May 28, 2024


Low women’s participation in the workforce is an extensive issue that continues to exist in a variety of sectors and geographical regions. Women continue to be significantly underrepresented in the women workplace despite substantial advances made in the field of gender equality and efforts to close the gap.

women in workplace

Indian society, which is predominately male, regarding the status of women. Not only do males internalize their place in society as a fair representation of their standing across time, but most women do as well. These generalizations can be applied to almost any known society on the planet to some extent.

  • Because they were unable to pursue further education, women were essentially kept out of high-status, well-paying jobs.
  • Throughout their lives, women take on a variety of responsibilities, from mother to breadwinner, but they are virtually always deferential to men in positions of power and are rarely included in high-status professions or decision-making at home or at work.
  • Ironically, women are denied an autonomous identity and status even in our Indian society, where women are revered as goddesses.
  • When someone is treated differently at work because of their gender, sexual orientation, height, weight, accent, or race, it’s known as occupational inequality. The distribution or allocation pattern of groups across occupations, for instance, the ratio of men to women in a particular occupation, is typically the focus of studies on changes in occupational inequality.

females in the workplace: Causes of Low Participation

Patriarchal Social Standards:

  • Women’s opportunity for education and career prospects is frequently hampered by ingrained patriarchal standards and traditional gender roles.
  • Women’s duties as caregivers and homemakers may be prioritized by society, which discourages them from actively participating in the job force.

Gender Wage Gap:

  • For comparable labor, women in India sometimes receive lower pay than men.
  • The World Inequality Report, 2022 states that women in India only make up 18% of the labor force, while men earn 82% of it.
  • This income gap may discourage women from exploring formal employment opportunities.

Unpaid Care Work:

  • Women are disproportionately responsible for unpaid care and household work, which takes up their time and energy away from paid job.
  • In India, married women spend more than seven hours a day taking care of others and doing housework; men do the same, but less than three hours.
  • Gender disparity in family tasks is large, and this trend is present across caste and income levels.

Social and Cultural Stigma:

  • Women who work outside the home may face stigma or opposition in some communities, which lowers their rates of labor force participation.

woman in the work place: Solution for More Participation

  • Economic Growth: A higher rate of women entering the labor market can result in higher productivity and economic growth since it indicates that more women are actively participating in the workforce. Women’s varied viewpoints and skill sets contribute to the workplace, which encourages creativity and productivity.
  • Women’s Empowerment: A higher labour force participation rate results in a greater number of financially independent women who are able to make decisions regarding their families, education, and personal life.
  • Global Recognition: By utilizing the entire potential of its workforce, a varied and inclusive workforce boosts a nation’s competitiveness in the global arena.
  • Using Demographic Potential: India, which has a sizable young population, can benefit from the demographic dividend by making sure that women actively participate in the workforce, which will support long-term economic growth.

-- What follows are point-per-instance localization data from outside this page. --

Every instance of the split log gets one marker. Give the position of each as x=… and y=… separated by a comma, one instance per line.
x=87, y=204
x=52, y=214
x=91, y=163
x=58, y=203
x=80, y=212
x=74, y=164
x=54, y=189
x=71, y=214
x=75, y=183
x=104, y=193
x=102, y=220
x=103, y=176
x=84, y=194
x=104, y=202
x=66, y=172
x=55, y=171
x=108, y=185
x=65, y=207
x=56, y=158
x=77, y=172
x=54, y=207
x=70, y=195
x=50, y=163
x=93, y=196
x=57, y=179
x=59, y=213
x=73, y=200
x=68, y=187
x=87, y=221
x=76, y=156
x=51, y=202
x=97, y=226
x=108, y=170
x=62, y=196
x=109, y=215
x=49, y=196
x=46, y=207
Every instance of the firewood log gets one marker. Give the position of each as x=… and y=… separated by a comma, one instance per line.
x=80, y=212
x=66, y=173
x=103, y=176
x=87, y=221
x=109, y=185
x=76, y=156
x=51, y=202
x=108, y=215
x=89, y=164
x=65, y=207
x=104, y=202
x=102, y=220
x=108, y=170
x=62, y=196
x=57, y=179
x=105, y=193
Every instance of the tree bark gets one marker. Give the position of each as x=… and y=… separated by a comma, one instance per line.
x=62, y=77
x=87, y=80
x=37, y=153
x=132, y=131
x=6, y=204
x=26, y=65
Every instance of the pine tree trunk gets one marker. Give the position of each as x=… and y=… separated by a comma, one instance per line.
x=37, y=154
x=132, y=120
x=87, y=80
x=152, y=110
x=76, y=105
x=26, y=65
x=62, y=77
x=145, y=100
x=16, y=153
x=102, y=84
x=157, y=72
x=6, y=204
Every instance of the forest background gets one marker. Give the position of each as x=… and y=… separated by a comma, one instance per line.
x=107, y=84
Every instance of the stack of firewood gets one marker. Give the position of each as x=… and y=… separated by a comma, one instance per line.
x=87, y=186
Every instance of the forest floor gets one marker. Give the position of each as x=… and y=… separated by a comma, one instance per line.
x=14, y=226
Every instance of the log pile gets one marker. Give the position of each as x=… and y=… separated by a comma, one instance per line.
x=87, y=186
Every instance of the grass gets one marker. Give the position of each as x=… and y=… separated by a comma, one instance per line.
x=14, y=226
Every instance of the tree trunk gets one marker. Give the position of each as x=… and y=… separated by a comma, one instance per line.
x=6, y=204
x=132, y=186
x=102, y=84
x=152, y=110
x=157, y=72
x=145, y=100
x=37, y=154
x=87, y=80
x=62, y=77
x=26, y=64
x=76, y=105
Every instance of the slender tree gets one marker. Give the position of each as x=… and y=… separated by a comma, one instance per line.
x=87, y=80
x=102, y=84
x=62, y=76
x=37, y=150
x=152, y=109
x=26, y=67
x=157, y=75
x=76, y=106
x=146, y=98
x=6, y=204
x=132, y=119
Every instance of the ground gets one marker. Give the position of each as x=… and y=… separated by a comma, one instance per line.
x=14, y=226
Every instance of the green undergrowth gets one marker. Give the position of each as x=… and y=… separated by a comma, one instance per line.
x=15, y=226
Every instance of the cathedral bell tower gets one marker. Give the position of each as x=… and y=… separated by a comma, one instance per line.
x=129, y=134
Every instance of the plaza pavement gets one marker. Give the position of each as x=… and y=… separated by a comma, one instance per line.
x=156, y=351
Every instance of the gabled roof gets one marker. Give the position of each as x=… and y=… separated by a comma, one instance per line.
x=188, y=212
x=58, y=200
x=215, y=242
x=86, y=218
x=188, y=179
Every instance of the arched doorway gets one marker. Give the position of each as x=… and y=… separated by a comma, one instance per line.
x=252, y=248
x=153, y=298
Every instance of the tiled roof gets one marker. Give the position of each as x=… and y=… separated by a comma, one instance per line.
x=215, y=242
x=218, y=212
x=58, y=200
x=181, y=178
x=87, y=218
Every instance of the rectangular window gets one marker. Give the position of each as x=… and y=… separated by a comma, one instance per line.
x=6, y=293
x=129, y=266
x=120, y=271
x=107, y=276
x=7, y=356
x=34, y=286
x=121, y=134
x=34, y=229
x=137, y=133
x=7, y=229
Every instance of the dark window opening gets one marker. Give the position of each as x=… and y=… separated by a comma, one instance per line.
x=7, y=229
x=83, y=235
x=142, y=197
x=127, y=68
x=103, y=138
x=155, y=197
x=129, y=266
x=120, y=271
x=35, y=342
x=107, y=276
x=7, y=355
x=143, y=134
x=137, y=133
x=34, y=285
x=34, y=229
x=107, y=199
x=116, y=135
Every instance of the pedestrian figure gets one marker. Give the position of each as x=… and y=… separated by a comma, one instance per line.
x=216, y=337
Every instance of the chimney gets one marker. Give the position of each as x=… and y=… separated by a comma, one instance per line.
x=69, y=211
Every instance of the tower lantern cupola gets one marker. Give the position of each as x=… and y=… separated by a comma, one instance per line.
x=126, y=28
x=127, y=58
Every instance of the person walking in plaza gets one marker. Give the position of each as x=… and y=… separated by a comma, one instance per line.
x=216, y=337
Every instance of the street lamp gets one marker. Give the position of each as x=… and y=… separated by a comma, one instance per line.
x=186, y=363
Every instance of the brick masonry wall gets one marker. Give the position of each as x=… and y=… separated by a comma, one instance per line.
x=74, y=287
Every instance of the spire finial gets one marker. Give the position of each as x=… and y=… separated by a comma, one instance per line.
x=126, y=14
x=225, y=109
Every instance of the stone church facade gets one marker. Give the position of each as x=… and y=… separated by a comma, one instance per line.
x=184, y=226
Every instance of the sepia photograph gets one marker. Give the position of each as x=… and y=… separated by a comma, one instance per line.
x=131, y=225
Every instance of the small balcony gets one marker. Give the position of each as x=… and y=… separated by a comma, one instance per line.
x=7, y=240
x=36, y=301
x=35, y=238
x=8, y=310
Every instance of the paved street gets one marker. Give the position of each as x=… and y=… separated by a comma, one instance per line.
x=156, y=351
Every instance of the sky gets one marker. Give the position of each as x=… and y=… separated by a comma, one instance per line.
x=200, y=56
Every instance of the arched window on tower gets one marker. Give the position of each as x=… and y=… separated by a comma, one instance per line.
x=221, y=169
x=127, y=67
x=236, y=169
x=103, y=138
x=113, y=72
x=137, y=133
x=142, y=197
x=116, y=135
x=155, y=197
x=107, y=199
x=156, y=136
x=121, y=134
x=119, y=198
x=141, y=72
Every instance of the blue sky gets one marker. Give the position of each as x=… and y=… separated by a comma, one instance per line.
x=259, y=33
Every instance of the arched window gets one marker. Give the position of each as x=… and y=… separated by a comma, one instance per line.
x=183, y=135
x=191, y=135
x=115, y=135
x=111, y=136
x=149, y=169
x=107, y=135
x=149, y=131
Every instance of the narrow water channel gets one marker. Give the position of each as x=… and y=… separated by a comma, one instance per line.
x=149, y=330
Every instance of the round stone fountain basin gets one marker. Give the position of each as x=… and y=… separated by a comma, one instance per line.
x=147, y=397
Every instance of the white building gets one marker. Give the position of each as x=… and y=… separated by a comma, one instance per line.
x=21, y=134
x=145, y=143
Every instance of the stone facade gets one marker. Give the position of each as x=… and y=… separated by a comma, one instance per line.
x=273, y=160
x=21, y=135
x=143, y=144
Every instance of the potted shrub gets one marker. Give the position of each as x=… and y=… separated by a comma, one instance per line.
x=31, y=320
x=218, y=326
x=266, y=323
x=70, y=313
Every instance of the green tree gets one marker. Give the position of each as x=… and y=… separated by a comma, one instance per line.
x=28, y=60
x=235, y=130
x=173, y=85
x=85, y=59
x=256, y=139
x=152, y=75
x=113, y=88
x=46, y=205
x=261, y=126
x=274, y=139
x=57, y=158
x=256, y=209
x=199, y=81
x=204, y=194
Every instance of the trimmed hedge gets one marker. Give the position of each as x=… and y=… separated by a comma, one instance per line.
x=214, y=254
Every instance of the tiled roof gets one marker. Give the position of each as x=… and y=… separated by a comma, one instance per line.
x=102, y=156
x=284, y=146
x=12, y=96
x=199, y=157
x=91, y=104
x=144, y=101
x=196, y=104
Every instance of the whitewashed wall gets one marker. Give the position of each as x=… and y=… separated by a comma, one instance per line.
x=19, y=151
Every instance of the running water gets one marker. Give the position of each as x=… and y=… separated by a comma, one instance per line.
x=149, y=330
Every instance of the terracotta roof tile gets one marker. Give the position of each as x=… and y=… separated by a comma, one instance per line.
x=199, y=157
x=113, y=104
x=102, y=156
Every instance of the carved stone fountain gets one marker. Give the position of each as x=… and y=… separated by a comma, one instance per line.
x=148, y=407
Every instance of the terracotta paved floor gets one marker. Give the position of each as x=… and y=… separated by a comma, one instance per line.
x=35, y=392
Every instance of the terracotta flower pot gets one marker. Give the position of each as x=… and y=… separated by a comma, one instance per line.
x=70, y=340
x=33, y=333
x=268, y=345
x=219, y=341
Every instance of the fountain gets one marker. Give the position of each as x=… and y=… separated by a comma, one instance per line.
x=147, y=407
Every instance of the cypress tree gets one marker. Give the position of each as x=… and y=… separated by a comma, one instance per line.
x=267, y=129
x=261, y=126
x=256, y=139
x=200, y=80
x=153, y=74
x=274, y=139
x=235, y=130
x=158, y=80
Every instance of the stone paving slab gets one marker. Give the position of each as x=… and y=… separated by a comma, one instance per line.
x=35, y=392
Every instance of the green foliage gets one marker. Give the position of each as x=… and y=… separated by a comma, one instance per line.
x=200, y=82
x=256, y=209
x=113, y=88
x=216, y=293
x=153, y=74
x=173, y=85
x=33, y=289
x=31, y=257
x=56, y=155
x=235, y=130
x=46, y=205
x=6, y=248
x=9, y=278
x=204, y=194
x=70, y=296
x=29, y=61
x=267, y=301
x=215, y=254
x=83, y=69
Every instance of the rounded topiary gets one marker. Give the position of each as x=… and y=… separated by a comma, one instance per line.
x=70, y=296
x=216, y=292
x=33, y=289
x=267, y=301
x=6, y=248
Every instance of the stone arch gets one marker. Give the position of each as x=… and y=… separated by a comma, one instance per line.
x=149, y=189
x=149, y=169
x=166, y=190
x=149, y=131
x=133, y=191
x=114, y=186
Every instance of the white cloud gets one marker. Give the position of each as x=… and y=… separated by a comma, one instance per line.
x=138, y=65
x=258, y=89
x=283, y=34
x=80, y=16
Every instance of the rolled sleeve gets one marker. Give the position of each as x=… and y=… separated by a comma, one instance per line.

women in the workforce: Government Policies

  • A woman employed in the organized sector is entitled to 26 weeks of paid maternity leave under the Maternity Benefit (Amendment) Bill, 2016. In terms of childcare, the Maternity Benefit (Amendment) Act, 2017 established a clause requiring crèche facilities in any firm with fifty or more employees.
  • Sexual harassment at work is defined by the Protection of Women against Sexual Harassment at Workplace Act, 2013 and a complaint resolution procedure is established. Additionally, it offers protection from hostile or false accusations.
  • There are also more laws that aim to guarantee equality and fairness in the working conditions of women, such as the Equal Remuneration Act of 1976 and the Factories (Amendment) Act of 1948.


Beyond separating women’s lives into realms related to work and living, gender equality should recognize the full worth of all work, formal and informal, done by women. Women’s own discussions within their cultural contexts must inform policy solutions, with an emphasis on enhancing autonomy and providing flexible employment arrangements. Promoting and facilitating increased female labor force participation is not only a matter of gender equality but also plays a critical role in the growth of society. Societies can gain from economic growth, poverty reduction, enhanced human capital, as well as more inclusive and equitable communities by enabling women to reach their full potential in the workforce.